Les modifications proposées et validées ont été prises en compte pour la réalisation des outillages suivants. Le suivi des trois fabrications réalisées avec ces outillages conduit aux résultats suivants :
· La durée de vie moyenne est égale à 17000 pièces ce qui correspond aux prévisions initiales et à une augmentation de durée de vie de 36% par rapport aux premières fabrications (12500 pièces).
· Le remplacement de l'insert d'ébauche (avec modification de l'angle de dépouille) à mi-durée de vie s'avère être efficace.
· La fissuration des matrices de finition n'est pas apparue ce qui évite de les réparer, libère du temps pour l'atelier d'outillage, et autorise le relavage de ces matrices.
· Le coût de l'outillage est inchangé.
5 – CONCLUSION
Une démarche d'optimisation des outillages de forge faisant appel aux diverses compétences des forgerons et aux outils d'analyse et de calculs actuels a été présentée. La démarche a été appliquée à un cas industriel dans le cadre d'une étude professionnelle CETIM.

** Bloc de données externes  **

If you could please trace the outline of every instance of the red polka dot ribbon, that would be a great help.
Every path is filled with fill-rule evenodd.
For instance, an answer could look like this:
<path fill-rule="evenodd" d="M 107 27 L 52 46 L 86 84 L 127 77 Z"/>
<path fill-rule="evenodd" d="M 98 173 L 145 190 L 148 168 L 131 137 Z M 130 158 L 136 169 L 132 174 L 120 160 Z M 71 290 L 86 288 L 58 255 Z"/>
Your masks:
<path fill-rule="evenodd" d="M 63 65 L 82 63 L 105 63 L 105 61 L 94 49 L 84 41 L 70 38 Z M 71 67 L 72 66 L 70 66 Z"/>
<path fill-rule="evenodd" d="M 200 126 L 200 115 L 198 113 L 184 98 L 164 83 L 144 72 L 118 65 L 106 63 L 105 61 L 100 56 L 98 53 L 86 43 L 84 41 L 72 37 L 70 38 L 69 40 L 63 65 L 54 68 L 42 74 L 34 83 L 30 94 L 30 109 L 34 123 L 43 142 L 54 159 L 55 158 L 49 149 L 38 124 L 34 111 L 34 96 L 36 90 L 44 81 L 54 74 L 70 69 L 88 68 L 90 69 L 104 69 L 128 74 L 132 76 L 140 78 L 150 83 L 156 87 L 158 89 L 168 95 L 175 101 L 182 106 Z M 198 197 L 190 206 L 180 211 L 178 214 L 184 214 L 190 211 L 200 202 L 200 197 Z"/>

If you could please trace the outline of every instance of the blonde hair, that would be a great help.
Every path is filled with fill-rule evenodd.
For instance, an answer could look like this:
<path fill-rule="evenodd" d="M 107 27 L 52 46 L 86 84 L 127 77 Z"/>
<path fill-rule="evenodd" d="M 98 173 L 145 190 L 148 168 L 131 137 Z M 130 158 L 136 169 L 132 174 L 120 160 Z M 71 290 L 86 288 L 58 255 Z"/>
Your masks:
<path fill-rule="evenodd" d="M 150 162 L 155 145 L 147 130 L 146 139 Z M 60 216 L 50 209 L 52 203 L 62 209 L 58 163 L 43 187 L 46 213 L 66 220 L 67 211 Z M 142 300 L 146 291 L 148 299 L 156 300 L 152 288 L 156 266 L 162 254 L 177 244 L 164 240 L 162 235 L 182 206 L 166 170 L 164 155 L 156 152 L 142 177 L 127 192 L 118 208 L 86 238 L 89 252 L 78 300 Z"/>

Pour le CETIM, ces travaux ont permis de mieux évaluer le potentiel de la démarche d'optimisation qui peut être mise en œuvre soit de façon préventive (conception des outillages), soit de façon curative (remédier à des avaries ou améliorer une situation insatisfaisante).
Pour l'entreprise partenaire, l'application de la démarche d'optimisation a permis d'éviter une perte de 4% sur le coût de revient des pièces en augmentant la durée de vie des outillages de 36% sans en changer le coût. De plus, cette augmentation de durée de vie a des conséquences bénéfiques évidentes sur la productivité.
Le bilan financier final montre que les résultats obtenus permettent d'amortir le coût des travaux d'étude sur un an en considérant une production annuelle de 190000 pièces. Notons que l'entreprise partenaire réalise environ 100000 boîtiers de chaque référence de la famille de pièces par an.
REMERCIEMENTS :
Les auteurs remercient le SNEF (Syndicat National de l'Estampage et de la Forge) pour sa participation à ces travaux et la société qui tout en restant anonyme a permis la communication de cette application.
REFERENCES :
[1] C. BOURNICON. Sollicitations et modes d'endommagement des outillages de forge à chaud. Publication CETIM.
[2] Stage CETIM “ Outillage de mise en forme par forgeage ”.
[3] P. RAVASSARD. Aide à la conception des outillages par la simulation et le calcul – Journée technique ATTT – CEM – CETIM du 25 Mars 1999.